07 outubro, 2007

A RESPONSABILIDADE SOCIAL DA PESQUISA CIENTÍFICA

Esse foi o primeiro texto produzido duranta a primeira aula da Especialização em Saúde Pública. Foi realizada no intervalo do almoço para avaliação da semana na aula de BIOÉTICA.
A tarefa consistia em destacar frases e comentá-las.

A responsabilidade Social da Pesquisa Científica.

Quero destacar quase que um parágrafo inteiro e a partir dele construir meus comentários a respeito do assunto.
“O fato é que a experimentação utilizando seres humanos ao longo dos séculos, indubitavelmente, melhorou a qualidade de vida do homem e sua relação com o meio ambiente...”
Realmente houve essa melhora, mas será que foi para todos?
Ao ler esse texto não pude fugir de duas imagens em especial: Desenvolvimento de novas medicações e desenvolvimento de plantas transgênicas.
A que custo são feitos essas pesquisas?
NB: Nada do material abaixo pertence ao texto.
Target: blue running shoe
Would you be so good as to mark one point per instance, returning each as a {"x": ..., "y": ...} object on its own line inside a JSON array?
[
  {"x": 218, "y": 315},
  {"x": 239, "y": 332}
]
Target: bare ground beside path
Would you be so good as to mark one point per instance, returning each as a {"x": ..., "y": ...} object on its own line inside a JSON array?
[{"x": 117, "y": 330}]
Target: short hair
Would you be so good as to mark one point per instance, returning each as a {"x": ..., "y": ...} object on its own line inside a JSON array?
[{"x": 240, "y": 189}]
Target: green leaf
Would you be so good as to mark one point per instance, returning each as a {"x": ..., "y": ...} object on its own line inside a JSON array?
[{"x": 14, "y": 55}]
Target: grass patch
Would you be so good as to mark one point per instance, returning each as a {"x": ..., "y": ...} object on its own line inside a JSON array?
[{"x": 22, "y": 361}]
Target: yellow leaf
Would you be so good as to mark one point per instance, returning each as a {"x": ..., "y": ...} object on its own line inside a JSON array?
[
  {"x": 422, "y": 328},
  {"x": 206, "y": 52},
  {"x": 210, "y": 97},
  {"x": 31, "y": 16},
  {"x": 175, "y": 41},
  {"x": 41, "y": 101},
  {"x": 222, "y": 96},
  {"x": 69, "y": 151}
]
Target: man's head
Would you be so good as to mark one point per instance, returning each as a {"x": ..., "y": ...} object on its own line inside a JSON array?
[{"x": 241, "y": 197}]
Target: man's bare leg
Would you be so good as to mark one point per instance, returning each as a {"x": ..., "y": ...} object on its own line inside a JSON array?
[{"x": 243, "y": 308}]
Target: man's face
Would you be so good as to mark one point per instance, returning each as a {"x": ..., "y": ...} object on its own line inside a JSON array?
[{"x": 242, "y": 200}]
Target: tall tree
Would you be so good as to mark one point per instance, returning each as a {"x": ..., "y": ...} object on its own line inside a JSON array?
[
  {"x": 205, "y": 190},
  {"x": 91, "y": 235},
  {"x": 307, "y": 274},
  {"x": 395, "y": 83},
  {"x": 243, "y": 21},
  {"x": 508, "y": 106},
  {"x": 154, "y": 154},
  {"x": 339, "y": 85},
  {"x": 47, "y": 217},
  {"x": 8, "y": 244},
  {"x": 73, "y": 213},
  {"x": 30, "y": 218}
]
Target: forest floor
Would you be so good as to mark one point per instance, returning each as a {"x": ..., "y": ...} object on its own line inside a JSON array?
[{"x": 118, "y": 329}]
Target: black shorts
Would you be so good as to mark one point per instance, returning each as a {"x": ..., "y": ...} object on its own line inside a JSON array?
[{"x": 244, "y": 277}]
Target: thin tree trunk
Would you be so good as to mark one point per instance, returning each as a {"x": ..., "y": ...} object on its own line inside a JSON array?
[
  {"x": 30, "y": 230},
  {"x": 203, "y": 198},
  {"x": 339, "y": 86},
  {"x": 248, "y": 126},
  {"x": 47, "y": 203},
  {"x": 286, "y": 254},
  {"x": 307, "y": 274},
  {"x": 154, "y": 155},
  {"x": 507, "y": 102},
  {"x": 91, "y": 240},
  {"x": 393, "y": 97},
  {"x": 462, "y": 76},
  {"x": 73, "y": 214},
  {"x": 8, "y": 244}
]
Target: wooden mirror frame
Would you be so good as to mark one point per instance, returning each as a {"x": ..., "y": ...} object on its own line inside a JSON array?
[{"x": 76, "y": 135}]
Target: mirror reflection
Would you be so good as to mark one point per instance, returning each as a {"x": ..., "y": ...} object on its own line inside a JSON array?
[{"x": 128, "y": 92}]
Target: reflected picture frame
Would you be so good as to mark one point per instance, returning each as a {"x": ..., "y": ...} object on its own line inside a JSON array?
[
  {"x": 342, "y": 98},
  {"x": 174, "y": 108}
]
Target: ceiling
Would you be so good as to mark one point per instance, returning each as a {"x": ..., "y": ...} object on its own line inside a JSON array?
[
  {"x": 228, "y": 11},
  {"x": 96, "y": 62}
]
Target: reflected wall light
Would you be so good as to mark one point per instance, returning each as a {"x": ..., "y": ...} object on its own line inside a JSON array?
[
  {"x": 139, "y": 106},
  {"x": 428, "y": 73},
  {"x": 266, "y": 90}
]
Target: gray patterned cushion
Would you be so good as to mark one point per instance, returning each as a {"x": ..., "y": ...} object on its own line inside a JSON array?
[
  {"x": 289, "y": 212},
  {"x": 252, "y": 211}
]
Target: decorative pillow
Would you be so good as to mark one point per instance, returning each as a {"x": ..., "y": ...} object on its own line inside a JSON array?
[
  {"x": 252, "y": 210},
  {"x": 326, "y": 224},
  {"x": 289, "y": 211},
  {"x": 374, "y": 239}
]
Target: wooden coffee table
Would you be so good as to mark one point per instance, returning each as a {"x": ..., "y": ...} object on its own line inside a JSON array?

Quem realmente ganha com elas? A que interesses servem essas pesquisas?
Imaginar que as medicações, cada vez mais específicas, são desenvolvidas para diminuir ou erradicar as doenças já não é mais possível, pois sabe-se que os laboratórios farmacêuticos contabilizam seus lucros na casa de bilhões. E com lucros desse porte não se pode acreditar que sejam filantropos ou que vejam seu trabalho como missão de promoção de saúde.
As cobaias humanas são “recrutadas” ao redor do mundo, especialmente Índia e África.
Após os testes e a aprovação das medicações será que os africanos podem comprar esses remédios?
Que ética ou código de ética determina que exista ética em um pesquisa com humanos em que só terão benefícios os mais abastados do mundo?
Que ética existe em utilizar mão de obra e infra-estrutura de hospitais públicos para participar de testes de novas drogas sem que esses hospitais ou centros de pesquisam sejam remunerados?
É ético o servidor público, em horário de trabalho, desenvolver pesquisas e se “apoderar” dos recursos e benéficos gerados.?
É ético terminar as pesquisas e abandonar as cobaias com as possíveis seqüelas destas pesquisas ou às vezes tendo que continuar o tratamento com recursos próprios?
E as plantas transgênicas são mesmo seguras? Há legitimidade da CTNBIO ao analisar essas liberações de sementes, quando sabe-se que muitos pesquisadores são beneficiados com bolsas de estudos pagas pelas empresas interessadas na liberação desta ou daquela semente?
“cada escolha implica necessariamente ganhos e perdas...”
A questão aqui é: ganhos e perdas para quem?
Será que ao liberar essa ou aquela semente ou essa ou aquela pesquisa com seres humanos, os pesquisadores estão pensando em ganhos e perdas para socieade, para a natureza e o planeta ou ganhos e perdas de recursos financeiros par eles ou suas instituições?
Há ganhos e perdas, mas quem ganha e quem perde com uma decisão equivocada? Será essa questão é levada em conta pelos pesquisadores?
“Não existe ciência pura; toda pesquisa está vinculada, de um modo ou de outro, a grupos de interesse, sejam eles governamentais ou privados.”
Diante desta frase cabe novamente a pergunta: Quem ganha e quem perde com a maioria das pesquisas realizadas no País e no mundo? E para finalizar mais uma frase do texto:
“Diante das incertezas e da possibilidade de ocorrer uma catástrofe envolvendo determinados microorganismos estudados em laboratórios” ou de certos tipos de pesquisa, qual o compromisso dos pesquisadores com seus resultados?
Se tudo sair como os centros de pesquisas e os pesquisadores esperam eles lucram muito dinheiro, se sair errado, quem paga a conta?